Hartmut Möller wandte dieses Erklärungsmodell auch auf die Filmmusik an. Da die musikalischen Zeichensysteme des Mittelalters zur Zeit der Filmentstehung weitestgehend unbekannt gewesen seien, wären gängige musikalische Zeichen (Exotik, diatonische, chromatische, Ganzton-Tongeschlechter etc.) aufgegriffen worden, die Fremdheit vermittelten und zugleich decodierbar waren. So fungierten leere Quinten als Superzeichen für das Archaische und erzeugten den Effekt des Mittelalterlichen. Auch auf dieser Ebene ist also ein Dialog zwischen Körperzeichen und musikalischen Elementen zu konstatieren. Für Huppertz‘ Filmmusik sei zudem eine decodierbare Differenz charakteristisch, etwa bei der Fragmentierung von Akkorden der Leitthemen, durch die ein Reichtum je individueller Varianten erzielt wird, oder bei der Bildung neuer semantischer Einheiten durch die freie Kombination verschiedener Leitthemen.

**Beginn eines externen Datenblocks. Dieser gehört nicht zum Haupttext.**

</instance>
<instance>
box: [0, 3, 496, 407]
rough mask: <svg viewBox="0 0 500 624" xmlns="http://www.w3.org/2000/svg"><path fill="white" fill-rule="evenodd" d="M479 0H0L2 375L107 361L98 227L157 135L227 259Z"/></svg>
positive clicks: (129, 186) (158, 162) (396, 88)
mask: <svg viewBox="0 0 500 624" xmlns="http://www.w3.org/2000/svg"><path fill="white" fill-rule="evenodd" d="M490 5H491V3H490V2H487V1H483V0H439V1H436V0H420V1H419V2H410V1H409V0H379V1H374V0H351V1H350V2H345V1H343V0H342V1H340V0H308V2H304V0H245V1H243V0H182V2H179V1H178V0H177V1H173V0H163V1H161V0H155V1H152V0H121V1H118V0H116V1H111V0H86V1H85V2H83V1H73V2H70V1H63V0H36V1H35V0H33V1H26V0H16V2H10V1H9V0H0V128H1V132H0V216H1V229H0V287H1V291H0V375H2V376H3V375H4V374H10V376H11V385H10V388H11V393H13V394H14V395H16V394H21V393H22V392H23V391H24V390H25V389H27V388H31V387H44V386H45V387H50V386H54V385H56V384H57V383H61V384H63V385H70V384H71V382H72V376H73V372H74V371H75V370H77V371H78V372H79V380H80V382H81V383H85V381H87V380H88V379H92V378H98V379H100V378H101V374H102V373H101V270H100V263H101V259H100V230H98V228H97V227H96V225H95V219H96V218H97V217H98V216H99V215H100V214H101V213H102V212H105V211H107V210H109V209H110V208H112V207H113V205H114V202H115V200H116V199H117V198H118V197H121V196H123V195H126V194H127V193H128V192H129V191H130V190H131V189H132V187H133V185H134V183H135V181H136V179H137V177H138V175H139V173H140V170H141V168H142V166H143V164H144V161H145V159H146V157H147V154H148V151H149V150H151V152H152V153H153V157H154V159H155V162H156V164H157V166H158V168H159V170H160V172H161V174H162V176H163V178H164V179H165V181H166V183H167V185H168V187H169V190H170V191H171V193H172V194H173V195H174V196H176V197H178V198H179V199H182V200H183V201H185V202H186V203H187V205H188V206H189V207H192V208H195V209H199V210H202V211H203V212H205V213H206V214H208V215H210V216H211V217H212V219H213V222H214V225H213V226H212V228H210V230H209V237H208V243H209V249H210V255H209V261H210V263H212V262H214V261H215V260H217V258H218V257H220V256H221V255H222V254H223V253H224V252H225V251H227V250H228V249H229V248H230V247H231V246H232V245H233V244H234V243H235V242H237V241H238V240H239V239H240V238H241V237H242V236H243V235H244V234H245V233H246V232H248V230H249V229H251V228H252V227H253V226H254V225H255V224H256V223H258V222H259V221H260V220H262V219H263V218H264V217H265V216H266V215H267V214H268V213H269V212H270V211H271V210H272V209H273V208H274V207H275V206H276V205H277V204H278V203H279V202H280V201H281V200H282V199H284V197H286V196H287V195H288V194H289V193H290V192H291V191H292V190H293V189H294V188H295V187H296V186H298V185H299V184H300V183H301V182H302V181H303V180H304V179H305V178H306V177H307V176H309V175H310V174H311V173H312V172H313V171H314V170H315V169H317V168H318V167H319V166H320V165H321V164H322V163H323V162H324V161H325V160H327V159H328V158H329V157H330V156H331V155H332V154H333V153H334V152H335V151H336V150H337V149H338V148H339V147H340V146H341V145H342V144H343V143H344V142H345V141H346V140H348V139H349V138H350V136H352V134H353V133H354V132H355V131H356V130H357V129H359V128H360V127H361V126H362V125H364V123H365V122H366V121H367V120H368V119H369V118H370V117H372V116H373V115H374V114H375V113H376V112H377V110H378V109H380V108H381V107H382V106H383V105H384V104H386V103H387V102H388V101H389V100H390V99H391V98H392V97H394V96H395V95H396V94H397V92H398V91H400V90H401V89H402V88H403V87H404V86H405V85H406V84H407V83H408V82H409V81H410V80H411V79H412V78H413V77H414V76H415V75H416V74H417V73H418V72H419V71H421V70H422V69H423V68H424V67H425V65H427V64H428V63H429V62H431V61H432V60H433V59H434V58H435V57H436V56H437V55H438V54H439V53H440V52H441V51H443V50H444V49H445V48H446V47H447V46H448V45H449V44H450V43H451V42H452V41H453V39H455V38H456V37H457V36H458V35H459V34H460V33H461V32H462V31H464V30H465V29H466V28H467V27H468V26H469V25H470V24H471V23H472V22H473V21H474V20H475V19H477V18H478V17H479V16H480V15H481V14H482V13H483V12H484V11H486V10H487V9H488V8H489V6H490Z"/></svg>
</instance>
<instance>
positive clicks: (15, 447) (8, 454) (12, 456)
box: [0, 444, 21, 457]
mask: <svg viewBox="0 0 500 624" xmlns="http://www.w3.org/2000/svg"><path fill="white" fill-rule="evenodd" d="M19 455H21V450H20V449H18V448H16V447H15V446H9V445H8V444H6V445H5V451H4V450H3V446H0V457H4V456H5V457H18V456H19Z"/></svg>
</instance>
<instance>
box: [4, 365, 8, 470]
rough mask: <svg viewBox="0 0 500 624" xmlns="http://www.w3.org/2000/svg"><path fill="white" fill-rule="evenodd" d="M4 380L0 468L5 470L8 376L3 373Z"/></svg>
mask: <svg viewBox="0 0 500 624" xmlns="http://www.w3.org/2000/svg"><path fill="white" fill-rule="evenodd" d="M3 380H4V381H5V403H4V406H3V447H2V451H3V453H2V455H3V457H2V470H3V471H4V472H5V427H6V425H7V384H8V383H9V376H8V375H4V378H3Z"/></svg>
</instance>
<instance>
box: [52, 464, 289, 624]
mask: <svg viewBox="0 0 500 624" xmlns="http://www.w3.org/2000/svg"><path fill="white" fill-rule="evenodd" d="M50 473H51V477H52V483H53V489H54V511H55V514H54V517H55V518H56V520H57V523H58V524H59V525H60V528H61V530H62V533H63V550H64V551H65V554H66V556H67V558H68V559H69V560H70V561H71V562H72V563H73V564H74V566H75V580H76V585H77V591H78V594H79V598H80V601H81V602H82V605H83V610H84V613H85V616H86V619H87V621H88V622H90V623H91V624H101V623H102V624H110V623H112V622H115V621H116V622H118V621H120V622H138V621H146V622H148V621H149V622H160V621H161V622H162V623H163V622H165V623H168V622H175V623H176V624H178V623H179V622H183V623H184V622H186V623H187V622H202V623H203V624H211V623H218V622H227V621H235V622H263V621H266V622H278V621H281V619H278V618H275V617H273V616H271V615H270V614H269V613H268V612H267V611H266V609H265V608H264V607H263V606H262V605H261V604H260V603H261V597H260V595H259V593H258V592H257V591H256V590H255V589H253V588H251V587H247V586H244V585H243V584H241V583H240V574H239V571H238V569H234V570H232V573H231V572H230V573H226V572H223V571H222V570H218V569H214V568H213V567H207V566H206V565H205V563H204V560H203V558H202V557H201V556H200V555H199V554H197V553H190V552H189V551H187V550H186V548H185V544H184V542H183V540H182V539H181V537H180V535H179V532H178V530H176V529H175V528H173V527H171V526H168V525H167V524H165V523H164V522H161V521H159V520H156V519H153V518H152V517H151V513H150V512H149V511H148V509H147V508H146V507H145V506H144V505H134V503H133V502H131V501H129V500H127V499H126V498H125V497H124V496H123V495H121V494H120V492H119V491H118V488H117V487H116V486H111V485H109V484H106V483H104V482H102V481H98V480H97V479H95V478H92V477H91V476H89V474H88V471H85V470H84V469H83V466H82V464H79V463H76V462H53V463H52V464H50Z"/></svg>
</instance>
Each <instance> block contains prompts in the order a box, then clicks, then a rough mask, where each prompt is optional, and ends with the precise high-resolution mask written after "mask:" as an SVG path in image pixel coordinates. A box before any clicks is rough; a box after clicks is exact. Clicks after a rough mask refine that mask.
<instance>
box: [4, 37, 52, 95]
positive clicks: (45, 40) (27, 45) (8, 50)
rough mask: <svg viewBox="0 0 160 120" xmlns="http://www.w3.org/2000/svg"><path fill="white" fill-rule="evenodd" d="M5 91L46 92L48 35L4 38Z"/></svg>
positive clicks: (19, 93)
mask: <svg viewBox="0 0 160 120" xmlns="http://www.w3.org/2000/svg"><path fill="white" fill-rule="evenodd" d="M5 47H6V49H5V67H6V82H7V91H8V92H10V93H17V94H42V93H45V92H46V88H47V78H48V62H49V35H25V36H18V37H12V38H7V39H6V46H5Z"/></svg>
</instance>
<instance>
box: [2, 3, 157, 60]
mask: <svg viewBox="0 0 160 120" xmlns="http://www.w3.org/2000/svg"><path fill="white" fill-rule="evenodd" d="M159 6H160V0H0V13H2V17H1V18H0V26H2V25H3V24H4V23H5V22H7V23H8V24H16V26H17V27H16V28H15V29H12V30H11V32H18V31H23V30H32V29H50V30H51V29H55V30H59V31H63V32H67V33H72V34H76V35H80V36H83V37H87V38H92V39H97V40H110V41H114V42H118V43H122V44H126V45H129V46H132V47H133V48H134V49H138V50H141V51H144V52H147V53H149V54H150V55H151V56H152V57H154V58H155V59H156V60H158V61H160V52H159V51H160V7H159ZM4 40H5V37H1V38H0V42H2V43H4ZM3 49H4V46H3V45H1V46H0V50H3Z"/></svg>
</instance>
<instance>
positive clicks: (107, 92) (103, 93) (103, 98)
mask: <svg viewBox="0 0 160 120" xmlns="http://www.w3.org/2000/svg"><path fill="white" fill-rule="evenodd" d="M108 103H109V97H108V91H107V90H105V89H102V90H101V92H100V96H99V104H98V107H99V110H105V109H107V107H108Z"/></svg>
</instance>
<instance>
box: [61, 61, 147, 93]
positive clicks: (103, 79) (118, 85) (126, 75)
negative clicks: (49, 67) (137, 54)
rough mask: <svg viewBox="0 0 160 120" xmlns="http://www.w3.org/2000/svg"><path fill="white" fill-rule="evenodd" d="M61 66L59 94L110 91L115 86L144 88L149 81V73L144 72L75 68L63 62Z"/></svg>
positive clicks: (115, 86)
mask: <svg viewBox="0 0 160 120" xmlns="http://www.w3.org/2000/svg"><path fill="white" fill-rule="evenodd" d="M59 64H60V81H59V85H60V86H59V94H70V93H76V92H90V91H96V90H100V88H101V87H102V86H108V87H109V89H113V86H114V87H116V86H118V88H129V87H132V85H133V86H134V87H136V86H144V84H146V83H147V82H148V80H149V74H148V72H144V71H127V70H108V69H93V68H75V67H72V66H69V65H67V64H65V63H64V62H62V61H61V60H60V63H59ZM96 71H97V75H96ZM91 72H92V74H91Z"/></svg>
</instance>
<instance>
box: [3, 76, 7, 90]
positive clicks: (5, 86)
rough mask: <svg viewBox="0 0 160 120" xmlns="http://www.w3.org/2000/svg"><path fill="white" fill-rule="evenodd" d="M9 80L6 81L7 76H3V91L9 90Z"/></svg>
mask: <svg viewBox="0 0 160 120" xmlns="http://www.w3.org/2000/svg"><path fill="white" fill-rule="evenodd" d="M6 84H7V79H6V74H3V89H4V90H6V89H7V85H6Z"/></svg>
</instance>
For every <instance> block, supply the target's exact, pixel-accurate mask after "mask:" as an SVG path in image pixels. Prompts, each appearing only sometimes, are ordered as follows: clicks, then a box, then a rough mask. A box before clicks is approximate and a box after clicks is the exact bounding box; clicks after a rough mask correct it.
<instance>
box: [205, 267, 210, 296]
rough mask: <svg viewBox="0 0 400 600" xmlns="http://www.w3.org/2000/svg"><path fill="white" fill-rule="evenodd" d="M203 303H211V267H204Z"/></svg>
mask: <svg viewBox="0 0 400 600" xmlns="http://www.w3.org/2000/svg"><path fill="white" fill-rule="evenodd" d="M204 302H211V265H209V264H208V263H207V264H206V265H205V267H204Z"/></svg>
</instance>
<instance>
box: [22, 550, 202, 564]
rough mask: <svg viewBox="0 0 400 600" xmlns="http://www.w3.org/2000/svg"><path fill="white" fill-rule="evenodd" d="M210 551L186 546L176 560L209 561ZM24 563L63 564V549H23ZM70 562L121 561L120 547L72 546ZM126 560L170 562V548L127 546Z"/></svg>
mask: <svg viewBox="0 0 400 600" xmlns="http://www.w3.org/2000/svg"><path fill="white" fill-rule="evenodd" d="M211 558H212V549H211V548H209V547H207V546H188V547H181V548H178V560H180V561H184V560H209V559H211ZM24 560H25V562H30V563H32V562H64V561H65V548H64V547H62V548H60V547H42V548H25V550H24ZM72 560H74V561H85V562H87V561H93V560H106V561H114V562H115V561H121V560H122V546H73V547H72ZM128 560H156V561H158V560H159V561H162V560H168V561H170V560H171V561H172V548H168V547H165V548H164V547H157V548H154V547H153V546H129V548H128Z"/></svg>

Die von den Vortragenden betonten Resemantisierungsprozesse – exemplarisch dargestellt anhand der Kulturbegegnung zwischen Kriemhild und Etzel – wurden von anderen Diskussionsteilnehmern in den historischen und ästhetischen Kontext von Imperialismus und Modernismus gestellt. Langs Kunstwerk, so wurde vorgeschlagen, könne auch analog zum Geschichts- und Exotismusdiskurs führender Modernisten wie Joseph Conrad gelesen werden. So könne argumentiert werden, dass Lang aus dem fragmentarischen und hybriden Zeichenrepertoire vergangener und fremder Kulturen eine eigene „Theorie“ des Zusammenlebens der Kulturen entwickelt, die überkommene Herrschaftshierarchien potentiell in Frage stellt.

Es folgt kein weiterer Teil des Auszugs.